Schwartz Kevin L, Jembere Nathaniel, Campitelli Michael A, Buchan Sarah A, Chung Hannah, Kwong Jeffrey C
Institute for Clinical Evaluative Sciences (Schwartz, Jembere, Campitelli, Chung, Kwong); Institute of Health, Policy, Management, and Evaluation (Schwartz), University of Toronto; Dalla Lana School of Public Health (Buchan, Kwong), University of Toronto; Public Health Ontario (Kwong), Toronto Ont.
CMAJ Open. 2016 Aug 22;4(3):E463-E470. doi: 10.9778/cmajo.20160009. eCollection 2016 Jul-Sep.
Owing to the absence of a vaccination registry in Ontario, administrative data are currently the best available source to determine population-based individual-level influenza vaccination status. Our objective was to validate physician billing claims for influenza vaccination in the Ontario Health Insurance Plan database against the Canadian Community Health Survey.
We used self-reported seasonal influenza vaccination status of Ontario residents surveyed between 2007 and 2009 as the reference standard. The survey responses were linked to physician claims database records to validate billing codes for influenza vaccination. We calculated sensitivity, specificity, positive predictive value and negative predictive value with 95% confidence intervals (CIs). We stratified the data by several covariates and comorbidities to determine stratum-specific performance characteristics. We used these estimates to adjust an estimate of influenza vaccine effectiveness for the 2010/11 influenza season.
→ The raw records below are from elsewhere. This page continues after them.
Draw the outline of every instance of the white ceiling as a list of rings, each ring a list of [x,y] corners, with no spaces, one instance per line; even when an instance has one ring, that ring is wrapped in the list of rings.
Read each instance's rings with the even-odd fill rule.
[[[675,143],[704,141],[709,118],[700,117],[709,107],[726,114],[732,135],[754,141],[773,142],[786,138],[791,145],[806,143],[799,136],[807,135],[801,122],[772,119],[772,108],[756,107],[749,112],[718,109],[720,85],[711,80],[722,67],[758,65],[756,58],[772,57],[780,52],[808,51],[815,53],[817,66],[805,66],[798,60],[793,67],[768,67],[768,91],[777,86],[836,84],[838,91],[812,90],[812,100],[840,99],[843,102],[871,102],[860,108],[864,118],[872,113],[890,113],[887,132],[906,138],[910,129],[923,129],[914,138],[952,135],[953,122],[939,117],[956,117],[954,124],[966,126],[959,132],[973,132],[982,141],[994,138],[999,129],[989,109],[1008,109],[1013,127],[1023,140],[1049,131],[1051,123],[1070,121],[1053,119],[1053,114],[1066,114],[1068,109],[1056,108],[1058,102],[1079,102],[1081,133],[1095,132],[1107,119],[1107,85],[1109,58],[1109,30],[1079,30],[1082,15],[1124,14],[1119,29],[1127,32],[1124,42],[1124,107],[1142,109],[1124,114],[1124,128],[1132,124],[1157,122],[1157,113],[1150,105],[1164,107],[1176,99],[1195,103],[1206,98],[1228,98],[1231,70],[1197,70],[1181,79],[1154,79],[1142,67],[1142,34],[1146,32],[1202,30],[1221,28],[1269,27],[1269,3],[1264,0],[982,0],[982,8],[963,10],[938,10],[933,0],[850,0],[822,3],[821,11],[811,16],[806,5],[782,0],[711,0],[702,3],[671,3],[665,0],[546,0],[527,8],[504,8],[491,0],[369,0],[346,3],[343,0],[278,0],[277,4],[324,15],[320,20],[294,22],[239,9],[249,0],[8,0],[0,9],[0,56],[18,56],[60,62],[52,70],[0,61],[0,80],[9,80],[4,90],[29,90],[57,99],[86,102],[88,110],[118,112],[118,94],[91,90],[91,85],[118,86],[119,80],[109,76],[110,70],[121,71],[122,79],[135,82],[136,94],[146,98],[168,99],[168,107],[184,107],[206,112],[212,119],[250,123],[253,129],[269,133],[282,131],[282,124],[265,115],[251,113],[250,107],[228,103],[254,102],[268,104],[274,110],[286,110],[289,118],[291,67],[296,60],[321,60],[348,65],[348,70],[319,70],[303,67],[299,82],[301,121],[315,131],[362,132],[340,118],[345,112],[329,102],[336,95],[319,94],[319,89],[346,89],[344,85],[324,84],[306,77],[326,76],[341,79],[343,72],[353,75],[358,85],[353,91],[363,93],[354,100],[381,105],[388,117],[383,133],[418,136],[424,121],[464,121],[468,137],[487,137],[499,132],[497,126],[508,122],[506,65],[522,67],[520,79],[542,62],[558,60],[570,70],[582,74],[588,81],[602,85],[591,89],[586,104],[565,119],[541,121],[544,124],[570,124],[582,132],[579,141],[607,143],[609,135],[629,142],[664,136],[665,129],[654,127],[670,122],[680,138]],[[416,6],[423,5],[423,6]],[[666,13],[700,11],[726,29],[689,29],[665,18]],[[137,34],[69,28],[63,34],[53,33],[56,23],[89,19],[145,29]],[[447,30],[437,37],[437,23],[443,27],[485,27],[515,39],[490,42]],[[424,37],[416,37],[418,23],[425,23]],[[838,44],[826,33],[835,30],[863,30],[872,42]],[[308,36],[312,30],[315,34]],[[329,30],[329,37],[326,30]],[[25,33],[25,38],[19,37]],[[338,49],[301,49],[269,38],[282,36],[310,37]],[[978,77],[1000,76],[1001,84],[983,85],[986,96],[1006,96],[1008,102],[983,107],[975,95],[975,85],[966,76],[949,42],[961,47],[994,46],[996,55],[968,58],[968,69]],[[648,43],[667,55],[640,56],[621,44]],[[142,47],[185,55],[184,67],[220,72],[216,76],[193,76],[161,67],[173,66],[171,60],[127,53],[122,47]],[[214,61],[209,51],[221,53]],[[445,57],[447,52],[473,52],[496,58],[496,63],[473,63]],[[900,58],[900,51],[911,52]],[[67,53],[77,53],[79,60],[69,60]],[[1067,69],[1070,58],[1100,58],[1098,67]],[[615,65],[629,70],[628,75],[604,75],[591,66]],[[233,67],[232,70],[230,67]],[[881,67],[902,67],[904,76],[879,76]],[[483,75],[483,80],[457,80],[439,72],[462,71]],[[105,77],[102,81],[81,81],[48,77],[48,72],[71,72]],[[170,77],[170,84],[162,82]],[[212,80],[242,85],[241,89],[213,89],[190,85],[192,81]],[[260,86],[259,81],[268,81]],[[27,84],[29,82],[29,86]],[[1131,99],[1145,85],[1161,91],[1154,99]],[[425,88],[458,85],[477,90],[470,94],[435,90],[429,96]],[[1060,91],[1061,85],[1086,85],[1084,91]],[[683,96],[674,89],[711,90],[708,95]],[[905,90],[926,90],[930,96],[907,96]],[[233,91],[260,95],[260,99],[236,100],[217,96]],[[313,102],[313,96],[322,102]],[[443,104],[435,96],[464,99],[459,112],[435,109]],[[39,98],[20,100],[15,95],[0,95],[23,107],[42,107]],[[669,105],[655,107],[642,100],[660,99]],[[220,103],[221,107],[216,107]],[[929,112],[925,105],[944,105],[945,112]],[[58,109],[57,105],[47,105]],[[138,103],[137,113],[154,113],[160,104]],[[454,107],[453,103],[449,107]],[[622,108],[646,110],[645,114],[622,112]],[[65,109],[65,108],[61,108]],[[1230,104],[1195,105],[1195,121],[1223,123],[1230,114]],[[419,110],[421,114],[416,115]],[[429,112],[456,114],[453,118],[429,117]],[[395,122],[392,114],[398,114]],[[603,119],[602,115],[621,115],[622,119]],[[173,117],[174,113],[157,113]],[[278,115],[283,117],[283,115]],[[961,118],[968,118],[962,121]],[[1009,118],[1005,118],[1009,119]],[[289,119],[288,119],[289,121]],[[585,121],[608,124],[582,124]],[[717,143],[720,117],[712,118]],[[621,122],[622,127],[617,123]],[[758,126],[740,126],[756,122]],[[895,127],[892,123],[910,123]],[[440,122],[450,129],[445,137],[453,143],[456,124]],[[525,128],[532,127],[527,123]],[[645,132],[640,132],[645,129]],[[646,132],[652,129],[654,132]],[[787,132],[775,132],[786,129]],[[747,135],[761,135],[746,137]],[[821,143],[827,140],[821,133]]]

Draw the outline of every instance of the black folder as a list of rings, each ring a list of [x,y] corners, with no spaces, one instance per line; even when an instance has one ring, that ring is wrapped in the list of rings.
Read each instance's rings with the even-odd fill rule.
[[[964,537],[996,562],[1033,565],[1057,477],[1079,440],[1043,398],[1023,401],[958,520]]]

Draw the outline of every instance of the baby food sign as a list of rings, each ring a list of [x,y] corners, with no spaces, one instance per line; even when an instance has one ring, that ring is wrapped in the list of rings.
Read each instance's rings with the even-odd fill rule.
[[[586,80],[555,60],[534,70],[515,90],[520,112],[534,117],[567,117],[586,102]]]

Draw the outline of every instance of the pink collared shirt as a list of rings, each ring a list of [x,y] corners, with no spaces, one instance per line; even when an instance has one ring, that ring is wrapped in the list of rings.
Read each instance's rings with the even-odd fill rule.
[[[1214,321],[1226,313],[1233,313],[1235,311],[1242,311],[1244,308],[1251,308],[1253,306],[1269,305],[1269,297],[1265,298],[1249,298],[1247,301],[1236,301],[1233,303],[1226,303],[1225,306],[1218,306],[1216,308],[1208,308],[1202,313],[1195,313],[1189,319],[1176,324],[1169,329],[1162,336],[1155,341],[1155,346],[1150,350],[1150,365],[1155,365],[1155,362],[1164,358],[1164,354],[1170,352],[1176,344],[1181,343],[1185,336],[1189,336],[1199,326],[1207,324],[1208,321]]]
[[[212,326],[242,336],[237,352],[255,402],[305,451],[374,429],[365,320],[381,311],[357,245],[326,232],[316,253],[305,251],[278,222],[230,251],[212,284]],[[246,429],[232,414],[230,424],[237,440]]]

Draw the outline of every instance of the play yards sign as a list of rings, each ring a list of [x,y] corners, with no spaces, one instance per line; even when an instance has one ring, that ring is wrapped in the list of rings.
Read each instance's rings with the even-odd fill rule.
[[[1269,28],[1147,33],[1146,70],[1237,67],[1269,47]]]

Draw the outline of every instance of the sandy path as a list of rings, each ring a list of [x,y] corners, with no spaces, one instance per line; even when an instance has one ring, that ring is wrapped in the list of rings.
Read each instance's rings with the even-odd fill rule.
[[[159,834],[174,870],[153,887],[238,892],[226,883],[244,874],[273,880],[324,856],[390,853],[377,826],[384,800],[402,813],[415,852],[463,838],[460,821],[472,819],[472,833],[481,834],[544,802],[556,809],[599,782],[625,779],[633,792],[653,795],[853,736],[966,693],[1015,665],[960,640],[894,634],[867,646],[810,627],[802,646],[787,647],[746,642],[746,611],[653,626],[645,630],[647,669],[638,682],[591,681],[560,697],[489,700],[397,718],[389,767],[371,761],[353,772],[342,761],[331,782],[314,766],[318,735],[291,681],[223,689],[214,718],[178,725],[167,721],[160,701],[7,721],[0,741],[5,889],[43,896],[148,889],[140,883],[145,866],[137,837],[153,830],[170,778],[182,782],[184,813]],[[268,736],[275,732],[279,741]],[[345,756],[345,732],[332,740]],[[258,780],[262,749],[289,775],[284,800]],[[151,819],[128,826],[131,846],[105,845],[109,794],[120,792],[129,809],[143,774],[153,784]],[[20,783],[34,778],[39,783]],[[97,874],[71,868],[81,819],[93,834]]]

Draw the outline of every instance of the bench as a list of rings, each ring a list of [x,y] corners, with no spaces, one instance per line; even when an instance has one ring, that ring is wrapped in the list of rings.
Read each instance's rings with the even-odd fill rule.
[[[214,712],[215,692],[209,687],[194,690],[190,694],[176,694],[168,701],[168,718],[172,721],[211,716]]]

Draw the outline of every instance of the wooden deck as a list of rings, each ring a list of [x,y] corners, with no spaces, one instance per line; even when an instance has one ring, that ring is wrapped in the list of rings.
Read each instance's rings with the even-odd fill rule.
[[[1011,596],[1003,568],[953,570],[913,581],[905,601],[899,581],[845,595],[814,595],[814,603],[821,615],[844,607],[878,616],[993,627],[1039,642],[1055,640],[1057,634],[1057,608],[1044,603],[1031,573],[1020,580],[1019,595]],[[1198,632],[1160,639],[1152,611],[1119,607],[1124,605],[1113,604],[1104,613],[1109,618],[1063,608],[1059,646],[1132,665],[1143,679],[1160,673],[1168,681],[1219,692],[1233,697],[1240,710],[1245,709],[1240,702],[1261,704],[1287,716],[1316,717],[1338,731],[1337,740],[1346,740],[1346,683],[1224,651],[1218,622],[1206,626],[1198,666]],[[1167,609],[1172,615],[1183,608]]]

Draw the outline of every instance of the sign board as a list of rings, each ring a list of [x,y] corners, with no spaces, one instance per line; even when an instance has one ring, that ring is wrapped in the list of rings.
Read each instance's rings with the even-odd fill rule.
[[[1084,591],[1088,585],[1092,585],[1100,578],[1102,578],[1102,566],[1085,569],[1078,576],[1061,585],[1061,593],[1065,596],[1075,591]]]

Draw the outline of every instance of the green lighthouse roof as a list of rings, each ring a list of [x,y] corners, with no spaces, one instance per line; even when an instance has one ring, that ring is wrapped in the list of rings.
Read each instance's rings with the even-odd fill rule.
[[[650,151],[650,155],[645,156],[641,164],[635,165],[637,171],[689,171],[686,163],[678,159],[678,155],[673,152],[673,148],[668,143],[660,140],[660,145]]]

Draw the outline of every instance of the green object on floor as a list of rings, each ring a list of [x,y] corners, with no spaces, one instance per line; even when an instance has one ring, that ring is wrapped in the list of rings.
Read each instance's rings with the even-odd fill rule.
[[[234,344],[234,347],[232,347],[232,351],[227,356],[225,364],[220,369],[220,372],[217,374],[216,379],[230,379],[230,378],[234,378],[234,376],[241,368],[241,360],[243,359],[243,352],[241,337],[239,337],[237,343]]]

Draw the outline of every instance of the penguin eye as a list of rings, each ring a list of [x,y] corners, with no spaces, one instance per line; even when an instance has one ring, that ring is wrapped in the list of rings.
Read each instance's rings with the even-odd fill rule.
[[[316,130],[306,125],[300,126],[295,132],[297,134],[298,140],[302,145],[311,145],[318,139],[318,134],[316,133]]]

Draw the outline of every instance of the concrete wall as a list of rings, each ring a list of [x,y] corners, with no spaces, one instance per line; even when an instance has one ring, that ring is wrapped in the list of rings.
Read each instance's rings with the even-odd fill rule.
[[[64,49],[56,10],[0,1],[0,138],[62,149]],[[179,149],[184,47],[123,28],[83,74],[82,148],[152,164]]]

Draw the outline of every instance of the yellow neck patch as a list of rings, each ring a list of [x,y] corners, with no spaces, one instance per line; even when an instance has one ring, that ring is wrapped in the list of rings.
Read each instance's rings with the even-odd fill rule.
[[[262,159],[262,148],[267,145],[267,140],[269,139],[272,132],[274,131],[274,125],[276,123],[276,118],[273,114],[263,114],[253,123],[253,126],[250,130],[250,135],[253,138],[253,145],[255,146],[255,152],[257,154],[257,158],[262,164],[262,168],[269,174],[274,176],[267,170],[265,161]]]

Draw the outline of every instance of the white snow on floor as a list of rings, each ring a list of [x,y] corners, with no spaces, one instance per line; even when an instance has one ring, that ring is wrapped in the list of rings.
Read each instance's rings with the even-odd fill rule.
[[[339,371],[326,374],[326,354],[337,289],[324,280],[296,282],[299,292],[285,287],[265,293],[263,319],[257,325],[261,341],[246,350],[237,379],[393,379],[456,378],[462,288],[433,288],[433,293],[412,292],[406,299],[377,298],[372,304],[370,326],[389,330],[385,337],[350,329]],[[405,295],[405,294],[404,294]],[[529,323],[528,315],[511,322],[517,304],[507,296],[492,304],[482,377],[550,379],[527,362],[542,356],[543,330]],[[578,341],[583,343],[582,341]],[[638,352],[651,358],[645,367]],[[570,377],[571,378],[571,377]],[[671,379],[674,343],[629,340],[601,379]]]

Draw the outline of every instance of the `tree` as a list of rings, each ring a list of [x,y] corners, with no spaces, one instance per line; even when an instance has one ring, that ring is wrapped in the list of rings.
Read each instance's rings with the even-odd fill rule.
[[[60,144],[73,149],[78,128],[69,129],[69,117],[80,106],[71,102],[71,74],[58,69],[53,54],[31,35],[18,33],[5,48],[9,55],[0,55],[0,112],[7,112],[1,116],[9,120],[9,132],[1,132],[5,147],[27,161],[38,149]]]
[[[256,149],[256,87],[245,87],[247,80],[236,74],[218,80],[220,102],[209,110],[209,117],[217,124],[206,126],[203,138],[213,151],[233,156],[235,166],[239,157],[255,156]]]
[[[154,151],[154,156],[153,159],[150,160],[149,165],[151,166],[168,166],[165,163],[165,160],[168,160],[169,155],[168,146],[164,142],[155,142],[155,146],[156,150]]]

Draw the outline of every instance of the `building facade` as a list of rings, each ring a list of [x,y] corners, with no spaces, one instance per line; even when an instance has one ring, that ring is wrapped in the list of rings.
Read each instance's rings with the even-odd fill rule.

For the 47 301 patients included in the analysis, the sensitivity for the billing codes was 49.8% (95% CI 49.0%-50.5%), specificity was 95.7% (95% CI 95.5%-96.0%), positive predictive value was 88.4% (95% CI 87.8%-89.0%) and negative predictive value was 74.5% (95% CI 74.0%-74.9%). Performance measures were optimized in patients aged 65 years and older, particularly those with comorbidities.
Although administrative data have limitations for determining influenza vaccination status, owing to the high positive predictive value, they are well suited for self-controlled study designs that are often used to assess vaccine safety. For studies of coverage and effectiveness, restricting the cohort to patients aged 65 years and older will minimize misclassification bias. Performance characteristics from this study can be used to mitigate misclassification bias.
由于安大略省没有疫苗接种登记系统,行政数据目前是确定基于人群的个体层面流感疫苗接种状况的最佳可用来源。我们的目标是在安大略省医疗保险计划数据库中,对照加拿大社区健康调查,验证医生开具的流感疫苗接种计费申请。
我们将2007年至2009年接受调查的安大略省居民自我报告的季节性流感疫苗接种状况作为参考标准。将调查回复与医生计费申请数据库记录相链接,以验证流感疫苗接种的计费代码。我们计算了敏感度、特异度、阳性预测值和阴性预测值,并给出95%置信区间(CI)。我们按几个协变量和合并症对数据进行分层,以确定各层特定的性能特征。我们使用这些估计值来调整2010/11流感季节流感疫苗效力的估计值。
纳入分析的47301名患者中,计费代码的敏感度为49.8%(95%CI 49.0%-50.5%),特异度为95.7%(95%CI 95.5%-96.0%),阳性预测值为88.4%(95%CI 87.8%-89.0%),阴性预测值为74.5%(95%CI 74.0%-74.9%)。65岁及以上患者,尤其是患有合并症的患者,性能指标得到优化。
尽管行政数据在确定流感疫苗接种状况方面存在局限性,但由于阳性预测值较高,它们非常适合常用于评估疫苗安全性的自我对照研究设计。对于覆盖率和效力的研究,将队列限制在65岁及以上患者将使错误分类偏差最小化。本研究的性能特征可用于减轻错误分类偏差。